In this study, the established model helped with the early identification of patients at high risk of heart failure. Considering that previous studies mainly focus on the effect of a single factor on the outcomes, this study synthesizes all of the independent factors by establishing a prediction model. This approach makes them intuitive and clearly present, which is helpful for clinician analysis and diagnosis. Compared with the prediction model of Tan et al., our prediction model owned a higher AUC value with less involved factors, indicating a higher discrimination ability [41]. Compared with the prediction model of Yan et al., our model is applicable to a larger population of patients than the elderly women alone [14]. Although studies have shown that women with coronary artery disease have a higher risk of heart failure than men, it is generally accepted that men are more susceptible to cardiovascular disease [39, 42]. Therefore, models that target larger patient populations are highly desirable. The different variables in our prediction model from previous study is due to the variable screening method and patient population heterogenicity. In detail, this study clearly confirmed the relationship between continuous variables and logitp, as well as the absence of collinearity relationship between variables, making it more scientific and accurate compared with previous work. Furthermore, the variables included in our study are more clinically available, which will enable clinicians to quickly identify patients at risk for heart failure [40].

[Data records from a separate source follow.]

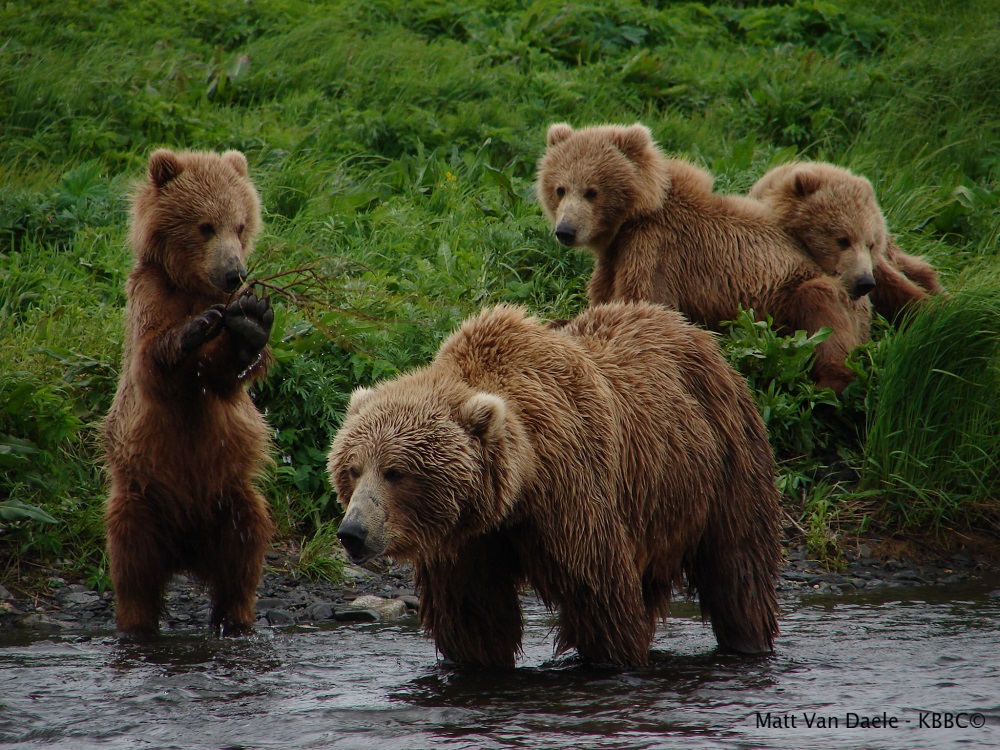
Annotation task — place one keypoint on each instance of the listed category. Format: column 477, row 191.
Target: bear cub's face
column 587, row 180
column 408, row 468
column 834, row 215
column 197, row 216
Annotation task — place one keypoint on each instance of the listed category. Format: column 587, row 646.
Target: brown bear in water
column 603, row 462
column 183, row 440
column 659, row 233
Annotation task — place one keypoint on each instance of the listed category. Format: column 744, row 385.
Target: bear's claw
column 202, row 329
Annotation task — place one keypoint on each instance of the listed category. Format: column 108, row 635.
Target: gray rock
column 279, row 617
column 82, row 599
column 319, row 611
column 387, row 609
column 43, row 623
column 269, row 602
column 355, row 615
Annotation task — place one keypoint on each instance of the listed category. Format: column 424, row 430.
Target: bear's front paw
column 202, row 329
column 250, row 318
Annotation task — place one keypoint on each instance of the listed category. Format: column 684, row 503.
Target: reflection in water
column 929, row 652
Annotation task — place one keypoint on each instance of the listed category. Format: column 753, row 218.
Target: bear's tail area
column 739, row 557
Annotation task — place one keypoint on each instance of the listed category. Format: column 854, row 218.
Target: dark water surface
column 925, row 661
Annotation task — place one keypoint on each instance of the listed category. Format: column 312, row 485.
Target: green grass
column 933, row 446
column 394, row 145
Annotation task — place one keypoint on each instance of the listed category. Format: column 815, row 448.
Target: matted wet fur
column 184, row 442
column 603, row 462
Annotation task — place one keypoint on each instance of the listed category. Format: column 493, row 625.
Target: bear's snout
column 229, row 274
column 566, row 233
column 236, row 274
column 353, row 536
column 863, row 285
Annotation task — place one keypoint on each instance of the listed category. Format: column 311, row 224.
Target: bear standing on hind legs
column 183, row 440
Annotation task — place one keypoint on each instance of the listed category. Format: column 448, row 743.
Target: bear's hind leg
column 733, row 573
column 234, row 569
column 140, row 564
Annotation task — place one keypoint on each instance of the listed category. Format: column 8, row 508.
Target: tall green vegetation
column 933, row 446
column 394, row 145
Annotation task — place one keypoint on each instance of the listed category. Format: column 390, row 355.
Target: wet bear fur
column 183, row 440
column 659, row 233
column 602, row 462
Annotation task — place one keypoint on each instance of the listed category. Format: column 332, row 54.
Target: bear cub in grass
column 836, row 217
column 183, row 440
column 603, row 462
column 659, row 233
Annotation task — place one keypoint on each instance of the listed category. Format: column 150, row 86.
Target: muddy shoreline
column 385, row 590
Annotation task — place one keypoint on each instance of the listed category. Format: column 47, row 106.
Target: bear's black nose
column 566, row 234
column 353, row 535
column 863, row 286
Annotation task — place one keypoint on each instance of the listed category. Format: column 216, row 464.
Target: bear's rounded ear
column 359, row 397
column 633, row 141
column 484, row 415
column 558, row 133
column 237, row 161
column 806, row 182
column 164, row 166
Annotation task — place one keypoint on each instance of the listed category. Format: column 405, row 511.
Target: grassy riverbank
column 394, row 146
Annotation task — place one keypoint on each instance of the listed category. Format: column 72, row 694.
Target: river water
column 892, row 668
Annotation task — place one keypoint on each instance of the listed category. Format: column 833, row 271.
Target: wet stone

Of course, this study has its limitations. First, case data from only one hospital was selected for this single-center retrospective analysis, and the external validation was not performed due to no data from another center. This limitation might decrease the credibility of the study. Second, data for other important factors, such as socio-economic status and detailed periods before the occurrence of heart failure, were not included due to missing information in the database.

Conclusion

Age, heart rate, systolic blood pressure, and troponin T, left ventricular ejection fraction and pro-brain natriuretic peptide levels were the independent risk factors for heart failure in patients with AMI. The logistic prediction model can effectively identify patients with high risks of heart failure with good discriminatory power and accuracy. Ultimately, this intuitive and convenient model will be useful for clinicians in AMI patients’ management.